Chemical War Nerve Gas
MENAHEM KAHANA/AFP/Getty

French hospitals and emergency services across the country have been supplied with the most powerful antidote to sarin and other nerve gas chemicals for the first time.

The move demonstrates how the authorities are preparing for chemical and biological warfare with ISIS terrorists, after the French Prime Minister warned the French parliament of such attacks just yesterday.

The government ordered the army’s medical service to distribute stocks of the drug atropine before Friday’s deadly attacks, the Times reports.

President Assad of Syria is well known to have large stockpiles of chemical and biological weapons of mass destruction. His forces used sarin gas during attacks on a Damascus suburb in 2013, which killed up to 1,500.

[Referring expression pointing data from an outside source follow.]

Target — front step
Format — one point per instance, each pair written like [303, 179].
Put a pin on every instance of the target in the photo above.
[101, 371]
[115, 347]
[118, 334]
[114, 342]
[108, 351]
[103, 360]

Senior U.S. officials said they believed the Islamic State had deployed mustard gas against Kurdish fighters in August. Although there is no hard evidence yet, it is not implausible to assume that ISIS have captured some of Assad’s weapons of mass destruction from the battlefield.

A French government decree issued last Wednesday, said: “the risk of terrorist attacks and the risk of exposure to neurotoxins . . . constitute a serious health threat which imposes urgent measures”.

It advocated taking all possible precautions “in case of the exposure of a potentially great number of victims of neurotoxins.”

Exposure to the deadly chemical causes foaming at the mouth, violent convulsions, paralysis and eventually leads to death by asphyxiation.

Atropine is a very effective antidote, but needs to be administered rapidly. Currently only the army has access to the drug in France, and the emergency services have been requesting their own stockpile for some time.

François Chotard, a spokesman for the Army’s Medical Service, said: “We are under obligation to supply more medication to units that prepare for and respond to health emergencies.”

The quantities being distributed remain classified. Mr. Chotard added: “Our enemies are not supposed to know how many wounded people we expect.”

French Prime Minister Manuel Valls said yesterday: “I say it with all the precautions needed. But we know and bear in mind that there is also a risk of chemical or bacteriological weapons”.